There are several trading options when it comes to gold. Gold bullion is physical gold, often in the form of coins or bars. Owning physical gold requires additional costs such as transaction fees, storage costs, and insurance. Gold certificates are similar to the old-time banknotes of the 17th century and they represent ownership. Unlike these tangible forms, another option is gold futures. These are contracts that agree on a fixed future amount at a designated date in the future. They are traded on exchange platforms, which are marketplaces where financial instruments are traded in a fair and orderly manner.
Within the trading universe, there are several different types of trades. Gold contracts for difference (CFDs) are short-term orders with a set expiration date to buy or sell a fixed amount of gold. Gold exchange-traded funds (ETFs) are usually purchased from a broker or stock exchange and give you the option to buy a pool of securities without having to purchase individual assets. Gold swaps are custom contracts traded over-the-counter (OTC), which means transactions take place directly between two parties, without the supervision of an exchange.
Before you dive in, take the time to study the history of gold trading. There are people who are just interested in short-term gains and there are others who purchase physical gold and then pass it down through generations, cherishing the long-term investment. It’s also important to be aware of familiar traps that people tend to fall into, such as following the crowd during a panic to sell or buy based on perceived price catalysts.

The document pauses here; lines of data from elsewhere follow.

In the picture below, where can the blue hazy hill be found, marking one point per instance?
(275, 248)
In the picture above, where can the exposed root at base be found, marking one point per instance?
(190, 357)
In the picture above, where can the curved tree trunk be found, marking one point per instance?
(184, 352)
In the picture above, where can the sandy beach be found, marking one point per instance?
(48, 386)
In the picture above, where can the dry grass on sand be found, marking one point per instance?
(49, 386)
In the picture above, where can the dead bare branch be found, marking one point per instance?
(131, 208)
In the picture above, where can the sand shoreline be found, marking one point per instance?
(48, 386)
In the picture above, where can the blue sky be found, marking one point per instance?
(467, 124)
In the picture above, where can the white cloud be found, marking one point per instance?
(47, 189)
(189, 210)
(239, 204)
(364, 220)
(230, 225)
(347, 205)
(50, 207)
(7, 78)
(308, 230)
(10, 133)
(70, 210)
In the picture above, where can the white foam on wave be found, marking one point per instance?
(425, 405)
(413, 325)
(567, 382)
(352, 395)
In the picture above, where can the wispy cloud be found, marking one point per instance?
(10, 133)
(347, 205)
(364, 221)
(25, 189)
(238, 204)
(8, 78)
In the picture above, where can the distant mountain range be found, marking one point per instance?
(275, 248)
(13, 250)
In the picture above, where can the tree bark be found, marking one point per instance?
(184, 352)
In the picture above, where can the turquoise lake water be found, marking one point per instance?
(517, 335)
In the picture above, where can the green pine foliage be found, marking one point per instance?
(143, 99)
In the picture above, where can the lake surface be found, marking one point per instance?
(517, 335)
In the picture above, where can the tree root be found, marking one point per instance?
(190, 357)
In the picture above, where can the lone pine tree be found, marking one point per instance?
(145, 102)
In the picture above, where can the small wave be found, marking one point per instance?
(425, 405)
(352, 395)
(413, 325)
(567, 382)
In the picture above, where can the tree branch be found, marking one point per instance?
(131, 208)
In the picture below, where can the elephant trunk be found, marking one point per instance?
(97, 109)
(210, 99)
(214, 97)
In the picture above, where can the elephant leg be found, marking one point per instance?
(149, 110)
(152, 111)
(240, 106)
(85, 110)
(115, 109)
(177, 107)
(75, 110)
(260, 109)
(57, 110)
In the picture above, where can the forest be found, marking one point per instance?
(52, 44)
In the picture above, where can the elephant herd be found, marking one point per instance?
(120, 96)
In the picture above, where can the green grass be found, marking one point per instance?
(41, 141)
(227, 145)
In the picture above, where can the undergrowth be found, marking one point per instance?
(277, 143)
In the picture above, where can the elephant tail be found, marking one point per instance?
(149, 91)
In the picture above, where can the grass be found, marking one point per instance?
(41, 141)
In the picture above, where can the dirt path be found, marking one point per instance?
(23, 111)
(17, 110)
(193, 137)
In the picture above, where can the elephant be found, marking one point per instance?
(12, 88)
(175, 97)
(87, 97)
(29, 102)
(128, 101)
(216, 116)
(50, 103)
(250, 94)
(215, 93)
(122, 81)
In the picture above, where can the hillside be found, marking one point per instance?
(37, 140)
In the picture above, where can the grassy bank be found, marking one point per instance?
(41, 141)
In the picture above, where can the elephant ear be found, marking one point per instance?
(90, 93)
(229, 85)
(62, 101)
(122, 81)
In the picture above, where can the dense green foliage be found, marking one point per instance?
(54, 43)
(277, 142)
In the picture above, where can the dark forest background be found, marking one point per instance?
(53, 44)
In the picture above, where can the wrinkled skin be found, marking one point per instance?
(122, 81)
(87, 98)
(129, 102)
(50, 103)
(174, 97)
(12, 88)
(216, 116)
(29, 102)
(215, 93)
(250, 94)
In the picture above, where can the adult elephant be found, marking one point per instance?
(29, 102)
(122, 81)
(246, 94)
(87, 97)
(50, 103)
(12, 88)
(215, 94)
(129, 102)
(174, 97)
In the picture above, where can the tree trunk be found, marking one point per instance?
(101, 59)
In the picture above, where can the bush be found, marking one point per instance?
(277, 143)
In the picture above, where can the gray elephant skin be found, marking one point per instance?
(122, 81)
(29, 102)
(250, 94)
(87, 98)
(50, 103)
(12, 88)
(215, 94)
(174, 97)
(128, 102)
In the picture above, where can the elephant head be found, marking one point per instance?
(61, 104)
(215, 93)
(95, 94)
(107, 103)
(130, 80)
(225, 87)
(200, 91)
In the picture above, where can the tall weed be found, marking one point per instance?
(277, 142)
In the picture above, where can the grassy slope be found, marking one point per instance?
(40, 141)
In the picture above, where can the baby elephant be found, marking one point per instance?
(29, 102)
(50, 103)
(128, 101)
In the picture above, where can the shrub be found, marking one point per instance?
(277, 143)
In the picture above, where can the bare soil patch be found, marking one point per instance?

Supply and demand, inflation and deflation, and greed and fear are often the impetus for misguided reactions my the marketplace.
There are also different trading exchanges to choose from. Depending on whether you want to trade futures or actual gold, you will have access to certain markets. The three most important gold trading centers around the globe are the US futures market, the London OTC market, and the Shanghai Gold Exchange (SGE).